Out of this came three themes really, one was the answering of call buzzers, medication
and delays in receiving medication sometimes, and also the communication with relatives.
The thing that we are concentrating on at the moment is the call buzzers, and what I’ve
started is running some workshops with staff and patients.
So for example yesterday, I had two staff members, a trained nurse and a health care
and two patients because obviously it’s a respiratory ward the patients are quite breathless
so we stayed at the bedside and we discussed how they felt when there were delays in their
buzzers answering and how it felt to be breathless. At lunchtime we allocate someone for buzzers,
so another time they mentioned was first thing in the morning it’s always extremely busy
during handovers so we look to allocating a staff member to do buzzers at that time. We’re hoping to have made lots of small changes,
with the involvement of patients I hope that they’ll feel more involved in the way that
we make changes on the ward and improve communication. The staff and patient workshops I feel are
very important for raising awareness and then to use these examples in the future for how
we develop care on the ward. So for me what the Always Events enable the
magic mix, they enable us to really understand what really matters deeply to people and then
provide that environment for the people who are using the services their families, their
carers and some of the people providing care at the point of care, to create a co-design
team to enable that to happen, to come up with some ideas for improvements so some change
ideas. What I’ve seen is that staff have really embraced
and owned the initiative and being able to work with service users, people who use our
services, in true partnership respecting, listening, paying attention to the things
that are really important to the people that use our services and that really optimises
the opportunities to improve care and put people at the heart of everything we do.

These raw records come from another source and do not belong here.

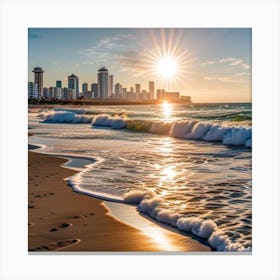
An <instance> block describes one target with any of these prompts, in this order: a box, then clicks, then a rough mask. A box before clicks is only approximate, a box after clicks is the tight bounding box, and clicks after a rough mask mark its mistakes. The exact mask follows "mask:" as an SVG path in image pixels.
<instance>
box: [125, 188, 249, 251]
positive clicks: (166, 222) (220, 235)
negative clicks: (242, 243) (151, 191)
mask: <svg viewBox="0 0 280 280" xmlns="http://www.w3.org/2000/svg"><path fill="white" fill-rule="evenodd" d="M123 201H124V202H125V203H129V204H136V205H137V208H138V210H139V211H140V212H143V213H146V214H148V215H150V216H151V217H153V218H154V219H155V220H157V221H159V222H162V223H165V224H168V225H170V226H173V227H176V228H177V229H179V230H181V231H185V232H187V233H191V234H193V235H195V236H198V237H200V238H202V239H205V240H206V241H207V242H208V244H209V245H210V246H211V247H212V248H214V249H215V250H217V251H231V252H232V251H236V252H243V251H250V248H245V247H244V246H243V245H242V244H241V243H239V242H232V241H231V240H230V238H229V237H228V236H227V235H226V234H225V233H224V232H223V231H222V230H220V229H219V228H218V226H217V224H216V223H215V222H214V221H212V220H210V219H201V218H198V217H193V216H184V215H180V214H178V213H175V212H172V211H170V210H168V209H162V207H160V206H162V203H163V200H162V199H161V198H160V197H158V196H157V195H156V194H155V193H154V192H151V191H135V190H134V191H130V192H128V193H127V194H126V195H125V196H124V199H123Z"/></svg>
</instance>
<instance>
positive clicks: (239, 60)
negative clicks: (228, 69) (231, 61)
mask: <svg viewBox="0 0 280 280" xmlns="http://www.w3.org/2000/svg"><path fill="white" fill-rule="evenodd" d="M242 62H243V60H242V59H235V60H234V61H233V62H231V63H230V64H229V65H232V66H235V65H240V64H241V63H242Z"/></svg>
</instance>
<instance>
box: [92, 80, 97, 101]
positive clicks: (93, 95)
mask: <svg viewBox="0 0 280 280" xmlns="http://www.w3.org/2000/svg"><path fill="white" fill-rule="evenodd" d="M91 92H92V98H98V84H96V83H92V84H91Z"/></svg>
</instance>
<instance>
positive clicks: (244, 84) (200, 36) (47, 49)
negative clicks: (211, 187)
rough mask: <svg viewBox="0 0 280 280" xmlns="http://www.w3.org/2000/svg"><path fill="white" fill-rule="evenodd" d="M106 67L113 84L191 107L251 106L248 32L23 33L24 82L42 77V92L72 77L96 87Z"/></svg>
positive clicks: (147, 28)
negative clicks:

Our Always Event was around ‘I will always be supported in moving on in care’ they came
up with fabulous ideas like it would be really good if letters came with photographs on them
so we knew who was going to come and see us or if there’s been a change.
So what the team did then was absolutely redesigned that so all the letters now have photographs
on them. Interviewer: When your idea was chosen, how
did you feel about that? I felt chuffed!
For me, it’s kind of, Always Events is get involved because it’s the right thing to do
and it will design something that will work and that’ll be sustained and you can then
spread. Always Events has proven to be a really effective
programme and there are two particular reasons for getting involved, the first is that they
really come with ownership from the patients and staff, they’re focusing on things that
people think matter and they are developing changes which people are really committed
to delivering so they last beyond the improvement programme.
But second also is the involvement of the Institute of Health Care Improvement and the
Picker Institute have really added value to this programme, they come with a lot of knowledge
of what other health care organisations have done, both in the NHS and overseas and they
come with some really good ideas about how we can measure effectiveness of the Always
Events without adding lots of cumbersome new methodologies, so I think those are two particular
ingredients that I’d recommend, and that people have found really valuable from the programme.